Efficacy and Safety of Rifaximin in Treating MAFLD (NCT07185932) | Clinical Trial Compass
RecruitingEarly Phase 1
Efficacy and Safety of Rifaximin in Treating MAFLD
China40 participantsStarted 2024-08-10
Plain-language summary
Study Objective: to evaluate the efficacy and safety of rifaximin in the treatment of metabolic-associated fatty liver disease (MAFLD), and investigate the underlying mechanisms by which rifaximin influence MAFLD progression.

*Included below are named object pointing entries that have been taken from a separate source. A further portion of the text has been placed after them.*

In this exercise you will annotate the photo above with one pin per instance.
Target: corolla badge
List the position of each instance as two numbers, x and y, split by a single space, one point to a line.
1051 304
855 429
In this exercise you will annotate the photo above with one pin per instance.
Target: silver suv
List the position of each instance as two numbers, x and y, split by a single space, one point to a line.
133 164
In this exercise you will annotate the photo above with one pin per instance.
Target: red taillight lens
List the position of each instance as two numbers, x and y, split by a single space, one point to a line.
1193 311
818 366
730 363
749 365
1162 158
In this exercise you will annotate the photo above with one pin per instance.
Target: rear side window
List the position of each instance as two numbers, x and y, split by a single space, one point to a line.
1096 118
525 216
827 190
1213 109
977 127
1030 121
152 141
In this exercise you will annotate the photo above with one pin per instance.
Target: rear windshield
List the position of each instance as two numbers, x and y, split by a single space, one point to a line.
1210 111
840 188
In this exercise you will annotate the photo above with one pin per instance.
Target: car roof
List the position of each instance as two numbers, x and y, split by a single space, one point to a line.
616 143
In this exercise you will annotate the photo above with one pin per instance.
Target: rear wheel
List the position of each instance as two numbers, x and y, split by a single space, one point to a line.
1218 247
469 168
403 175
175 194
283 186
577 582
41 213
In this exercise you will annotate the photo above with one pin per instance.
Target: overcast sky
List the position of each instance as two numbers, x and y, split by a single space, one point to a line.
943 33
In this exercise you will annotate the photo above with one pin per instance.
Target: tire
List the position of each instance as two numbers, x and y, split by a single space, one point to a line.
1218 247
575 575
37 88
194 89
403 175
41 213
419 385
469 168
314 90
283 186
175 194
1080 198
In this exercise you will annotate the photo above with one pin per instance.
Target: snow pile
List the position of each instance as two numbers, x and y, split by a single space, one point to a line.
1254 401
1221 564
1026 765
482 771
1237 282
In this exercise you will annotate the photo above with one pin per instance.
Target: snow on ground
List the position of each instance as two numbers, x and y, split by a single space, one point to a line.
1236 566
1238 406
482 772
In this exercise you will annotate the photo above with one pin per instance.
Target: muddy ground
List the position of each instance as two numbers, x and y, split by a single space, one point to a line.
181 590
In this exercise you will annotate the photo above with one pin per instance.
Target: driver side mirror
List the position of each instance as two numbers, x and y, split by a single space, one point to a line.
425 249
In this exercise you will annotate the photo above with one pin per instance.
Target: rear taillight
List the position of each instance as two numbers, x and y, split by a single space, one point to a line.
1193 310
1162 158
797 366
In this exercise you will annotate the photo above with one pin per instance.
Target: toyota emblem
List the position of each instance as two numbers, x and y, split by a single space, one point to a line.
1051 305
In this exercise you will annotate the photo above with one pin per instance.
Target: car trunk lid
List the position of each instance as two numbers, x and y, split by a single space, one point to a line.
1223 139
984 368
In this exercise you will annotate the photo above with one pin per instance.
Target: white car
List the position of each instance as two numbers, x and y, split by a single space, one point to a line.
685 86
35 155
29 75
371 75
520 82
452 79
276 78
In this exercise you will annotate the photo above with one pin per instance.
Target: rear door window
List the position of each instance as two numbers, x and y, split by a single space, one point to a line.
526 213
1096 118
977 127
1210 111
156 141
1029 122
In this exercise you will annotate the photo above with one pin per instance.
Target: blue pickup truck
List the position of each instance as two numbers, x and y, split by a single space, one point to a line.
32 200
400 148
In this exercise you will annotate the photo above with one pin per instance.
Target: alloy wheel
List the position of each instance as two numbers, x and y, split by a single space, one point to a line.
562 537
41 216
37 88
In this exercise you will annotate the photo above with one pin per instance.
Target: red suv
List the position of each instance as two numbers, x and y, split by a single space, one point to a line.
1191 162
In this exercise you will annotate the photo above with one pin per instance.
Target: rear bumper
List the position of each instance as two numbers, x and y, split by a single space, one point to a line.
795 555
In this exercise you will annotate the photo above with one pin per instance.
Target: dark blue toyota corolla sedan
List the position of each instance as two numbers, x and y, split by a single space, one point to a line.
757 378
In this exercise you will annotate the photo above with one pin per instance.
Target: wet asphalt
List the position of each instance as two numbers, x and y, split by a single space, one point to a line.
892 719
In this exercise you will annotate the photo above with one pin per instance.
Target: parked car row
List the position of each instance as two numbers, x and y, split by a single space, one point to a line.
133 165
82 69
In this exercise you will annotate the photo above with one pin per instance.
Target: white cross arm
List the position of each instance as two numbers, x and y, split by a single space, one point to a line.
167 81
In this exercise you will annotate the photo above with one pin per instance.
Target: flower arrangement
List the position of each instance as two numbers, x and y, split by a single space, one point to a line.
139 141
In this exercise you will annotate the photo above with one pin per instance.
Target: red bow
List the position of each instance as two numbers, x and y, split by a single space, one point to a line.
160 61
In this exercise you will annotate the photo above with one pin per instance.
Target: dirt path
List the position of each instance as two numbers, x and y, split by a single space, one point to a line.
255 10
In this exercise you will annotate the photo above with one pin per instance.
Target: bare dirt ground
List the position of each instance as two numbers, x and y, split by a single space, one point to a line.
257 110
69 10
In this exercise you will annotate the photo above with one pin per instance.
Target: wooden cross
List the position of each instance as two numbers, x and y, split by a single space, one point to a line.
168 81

Target Population: patients diagnosed with MAFLD. Intervention: this single-center, single-arm exploratory study will enroll up to 40 eligible MAFLD patients who meet the inclusion criteria, do not meet any exclusion criteria, and provide written informed consent. Participants will receive oral rifaximin at a dosage of 1200 mg/day (400 mg, three times daily) for 24 weeks. Patients will be advised to maintain their usual physical activity and adhere to a recommended dietary plan (e.g., Mediterranean diet). Concurrent therapies such as hepatoprotective agents, lipid-lowering medications, and antihypertensive treatments will remain unchanged, with close monitoring of relevant parameters. No additional prescription or over-the-counter drugs that may affect fatty liver progression or alter gut microbiota composition will be permitted during the study.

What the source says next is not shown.